I was hoping this would be about Oregon’s “humongous fungus”, which would seem to be larger than this in every metric (3.5 square miles vs 0.15; 7,500+ tons vs ~6,000). Unfortunately it makes for a far less impressive tourist attraction than it sounds – especially when you drive 8 hours to get there just for it to be covered in a foot of snow! (still a beautiful trip I do not regret in any way, a must for anyone in PNW).

https://thatoregonlife.com/2020/01/largest-organism-humongou...

leononame on 2024-04-30

Is the humongous fungus bigger than Pando? I had heard that Pando is the biggest living thing on earth some time ago.

By which degree does this article make Pando bigger than the humongous fungus?

Edit: Wikipedia agrees with the article saying that Pando is considered the biggest organism by mass. But it also says the humongous fungus could be up to 35000 tons, which is almost six times Pando's mass

basil-rash on 2024-04-30

Wikipedia only says it’s the largest tree by mass.

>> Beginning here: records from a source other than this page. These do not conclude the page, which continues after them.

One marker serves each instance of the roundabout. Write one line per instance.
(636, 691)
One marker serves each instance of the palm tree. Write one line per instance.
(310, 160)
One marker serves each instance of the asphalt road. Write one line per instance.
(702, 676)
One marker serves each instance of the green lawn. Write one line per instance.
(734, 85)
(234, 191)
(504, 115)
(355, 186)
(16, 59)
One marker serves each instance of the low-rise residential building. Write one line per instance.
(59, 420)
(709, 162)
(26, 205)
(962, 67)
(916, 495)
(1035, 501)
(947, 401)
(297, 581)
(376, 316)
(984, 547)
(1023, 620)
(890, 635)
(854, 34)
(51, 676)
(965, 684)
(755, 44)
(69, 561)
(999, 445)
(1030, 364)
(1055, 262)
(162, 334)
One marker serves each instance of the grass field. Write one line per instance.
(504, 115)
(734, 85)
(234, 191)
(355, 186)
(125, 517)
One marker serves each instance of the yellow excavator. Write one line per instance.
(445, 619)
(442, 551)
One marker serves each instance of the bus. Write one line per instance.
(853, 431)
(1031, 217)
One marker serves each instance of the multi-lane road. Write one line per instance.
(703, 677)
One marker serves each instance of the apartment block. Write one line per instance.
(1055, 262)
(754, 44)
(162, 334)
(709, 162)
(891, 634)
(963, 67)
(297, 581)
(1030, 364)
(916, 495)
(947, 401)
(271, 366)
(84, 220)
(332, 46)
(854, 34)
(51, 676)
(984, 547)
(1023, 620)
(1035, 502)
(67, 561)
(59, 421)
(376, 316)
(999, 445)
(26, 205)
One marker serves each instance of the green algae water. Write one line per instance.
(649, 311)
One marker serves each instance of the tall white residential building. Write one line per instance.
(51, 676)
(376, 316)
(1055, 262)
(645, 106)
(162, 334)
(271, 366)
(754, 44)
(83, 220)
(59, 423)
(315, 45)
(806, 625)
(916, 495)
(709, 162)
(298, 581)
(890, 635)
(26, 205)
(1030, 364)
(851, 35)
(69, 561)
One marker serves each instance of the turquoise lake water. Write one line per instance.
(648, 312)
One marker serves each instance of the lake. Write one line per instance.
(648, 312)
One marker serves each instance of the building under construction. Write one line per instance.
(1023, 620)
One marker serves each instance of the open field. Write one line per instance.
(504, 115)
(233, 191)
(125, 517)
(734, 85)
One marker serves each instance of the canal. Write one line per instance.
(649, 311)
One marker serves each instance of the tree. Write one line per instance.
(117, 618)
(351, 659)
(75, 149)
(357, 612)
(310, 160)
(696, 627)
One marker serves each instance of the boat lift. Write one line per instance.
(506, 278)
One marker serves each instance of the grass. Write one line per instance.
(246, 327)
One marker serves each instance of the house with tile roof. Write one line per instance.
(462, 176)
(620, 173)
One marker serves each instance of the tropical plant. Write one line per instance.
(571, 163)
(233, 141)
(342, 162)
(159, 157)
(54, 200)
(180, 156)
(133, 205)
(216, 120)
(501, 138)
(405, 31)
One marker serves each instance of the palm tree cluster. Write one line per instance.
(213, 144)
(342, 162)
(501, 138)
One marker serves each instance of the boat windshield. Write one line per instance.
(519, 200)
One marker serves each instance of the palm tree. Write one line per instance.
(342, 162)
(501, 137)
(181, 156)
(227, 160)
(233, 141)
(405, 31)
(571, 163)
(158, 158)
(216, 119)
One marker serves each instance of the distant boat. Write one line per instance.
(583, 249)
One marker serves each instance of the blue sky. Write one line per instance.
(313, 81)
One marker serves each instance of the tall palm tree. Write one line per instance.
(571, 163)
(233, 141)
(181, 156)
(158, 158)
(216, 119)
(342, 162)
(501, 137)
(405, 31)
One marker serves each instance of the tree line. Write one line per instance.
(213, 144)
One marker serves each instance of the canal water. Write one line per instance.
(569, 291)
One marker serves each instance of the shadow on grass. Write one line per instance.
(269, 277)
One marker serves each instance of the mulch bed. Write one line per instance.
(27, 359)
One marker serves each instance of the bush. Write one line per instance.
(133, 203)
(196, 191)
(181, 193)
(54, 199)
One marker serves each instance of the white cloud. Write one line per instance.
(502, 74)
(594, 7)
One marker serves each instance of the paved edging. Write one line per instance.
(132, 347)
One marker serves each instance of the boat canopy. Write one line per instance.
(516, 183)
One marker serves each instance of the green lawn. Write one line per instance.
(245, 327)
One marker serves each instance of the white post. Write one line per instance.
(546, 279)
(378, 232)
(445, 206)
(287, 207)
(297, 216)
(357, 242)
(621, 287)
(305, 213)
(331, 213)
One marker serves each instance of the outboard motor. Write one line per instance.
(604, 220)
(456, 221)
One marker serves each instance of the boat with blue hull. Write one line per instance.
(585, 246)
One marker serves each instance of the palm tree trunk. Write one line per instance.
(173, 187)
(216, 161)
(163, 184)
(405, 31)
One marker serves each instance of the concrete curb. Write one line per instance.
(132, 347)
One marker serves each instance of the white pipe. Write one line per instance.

mikeInAlaska on 2024-04-30

I bet the Earth chuckles at our attempts to label either of these the largest living things. I guess as Guinness Book entries go, these will do until something surpasses them. I've got to think that there is a more massive fungus in the Amazon for example.

notfed on 2024-04-30

Ugh, what a load of LLM. Here's the real link:

https://www.ecosystemsound.com/beneath-the-tree

rsanheim on 2024-04-30

I'm curious, what makes you think the OP is LLM generated?

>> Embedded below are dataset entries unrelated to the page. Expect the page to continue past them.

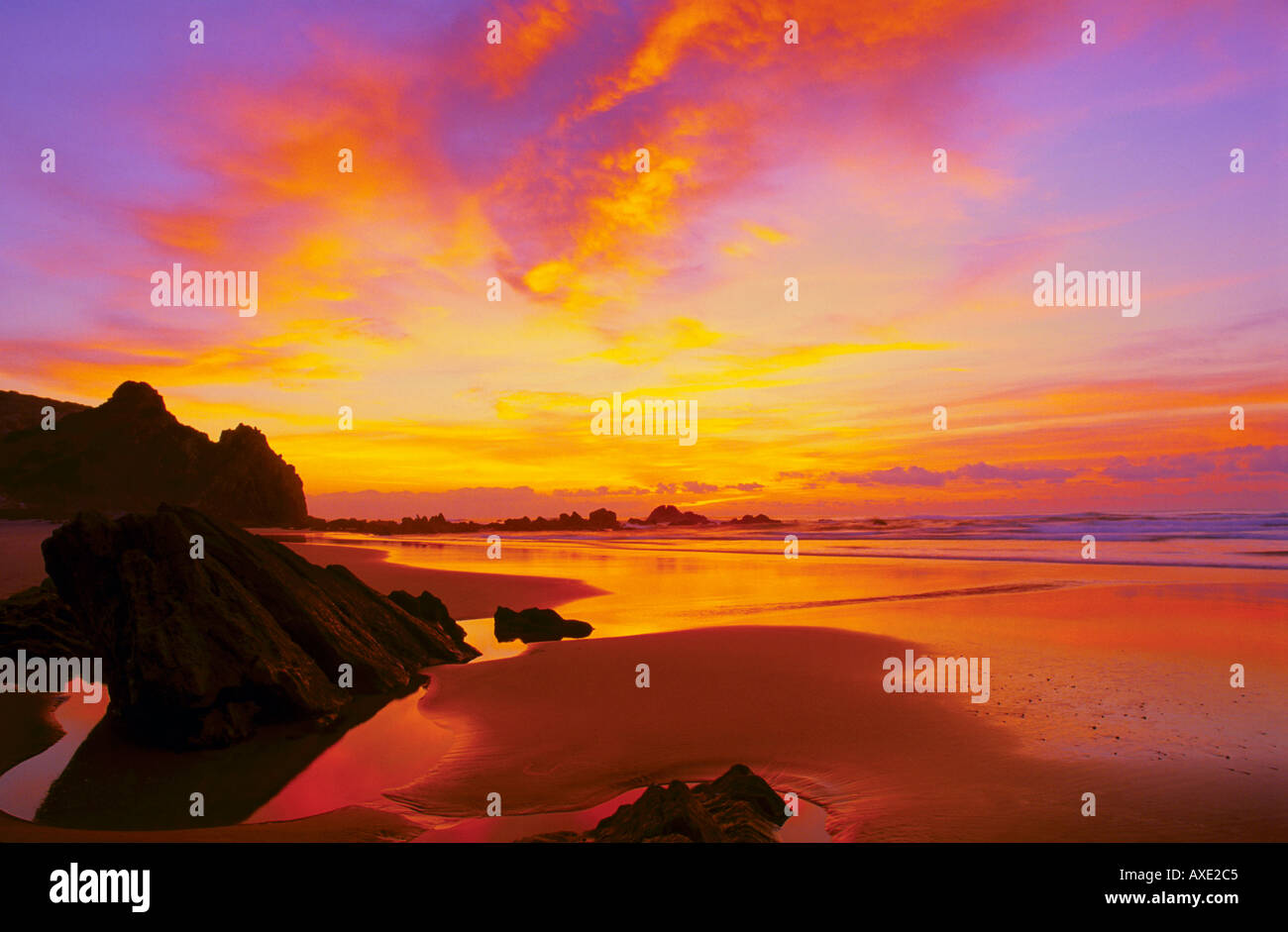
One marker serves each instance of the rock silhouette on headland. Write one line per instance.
(735, 807)
(198, 652)
(132, 455)
(536, 625)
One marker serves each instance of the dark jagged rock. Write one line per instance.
(673, 516)
(430, 608)
(737, 807)
(40, 622)
(132, 455)
(536, 625)
(754, 519)
(197, 652)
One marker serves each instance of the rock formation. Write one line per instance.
(536, 625)
(132, 455)
(197, 652)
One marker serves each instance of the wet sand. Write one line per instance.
(1106, 678)
(804, 708)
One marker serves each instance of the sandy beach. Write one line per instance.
(1111, 678)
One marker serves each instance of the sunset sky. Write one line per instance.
(768, 161)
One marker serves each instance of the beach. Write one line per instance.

This doesn't have the hallmarks of typical LLM blogspam to me, and has actual quotes from people involved and, best I can tell, an actual author on the byline.

notfed on 2024-04-30

My vitriol stems mainly from the number of ads.

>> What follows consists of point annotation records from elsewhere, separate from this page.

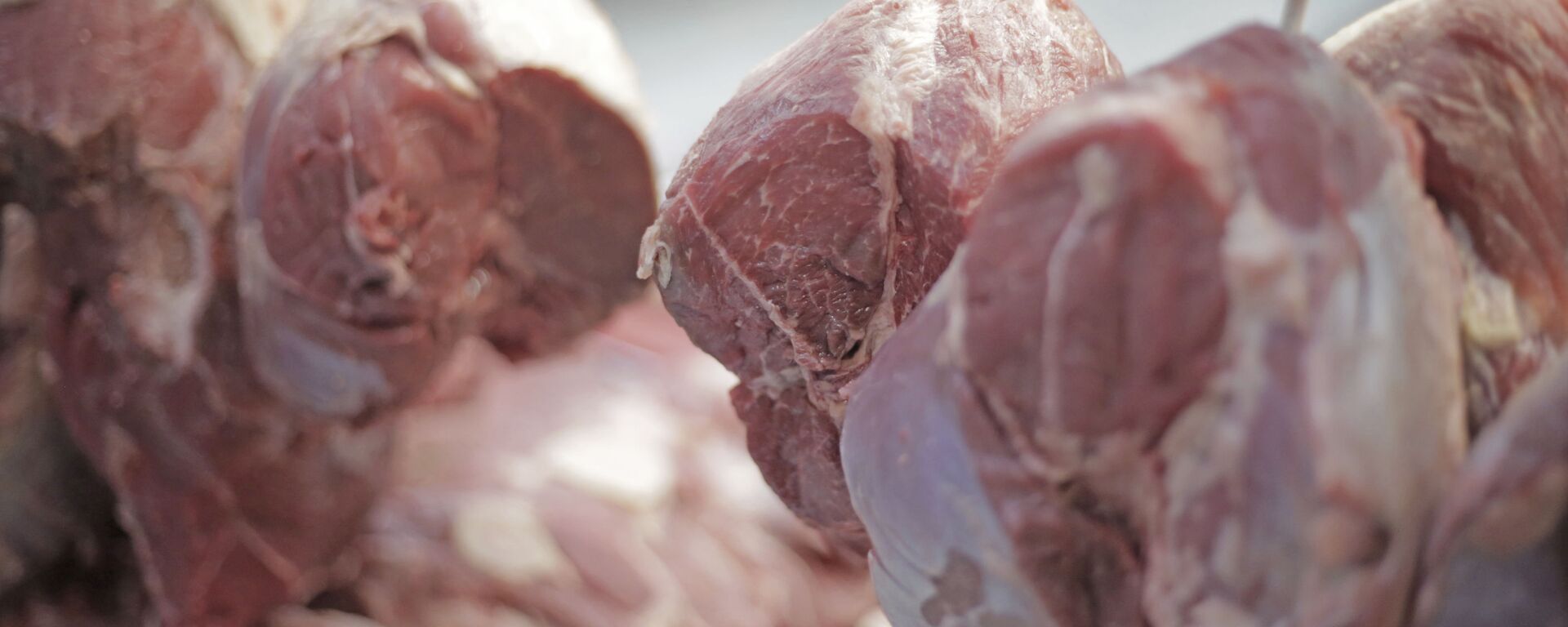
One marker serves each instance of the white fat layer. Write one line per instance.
(1174, 105)
(1390, 350)
(571, 37)
(317, 380)
(506, 538)
(1407, 10)
(1490, 311)
(257, 25)
(332, 29)
(162, 314)
(898, 69)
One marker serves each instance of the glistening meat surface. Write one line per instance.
(828, 195)
(1486, 83)
(1196, 366)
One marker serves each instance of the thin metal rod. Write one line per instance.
(1294, 13)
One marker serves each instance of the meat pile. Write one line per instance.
(828, 195)
(1196, 366)
(235, 269)
(1266, 334)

But also, the title says "sound", so any text I have to sift through before getting to an actual sound is just, well, noise.

reportgunner on 2024-04-30

"Largest living thing" on url matching "science" ? Yeah blogspam.

The definition is so loose that it could be talking about literally anything.

basil-rash on 2024-04-29

I was hoping this would be about Oregon’s “humongous fungus”, which would seem to be larger than this in every metric (3.5 square miles vs 1.5, 7,500+ tons vs ~6,000). Unfortunately it makes for a far less impressive tourist attraction than it sounds – especially when you drive 8 hours to get there just for it to be covered in a foot of snow! (still a beautiful trip do not regret in any way, a must for anyone in PNW).

https://www.sciencealert.com/haunting-sounds-made-from-the-w...

thatgerhard on 2024-04-30

If your article is going to talk about haunting sounds, I expect at least a small soundbite without having to click deeper.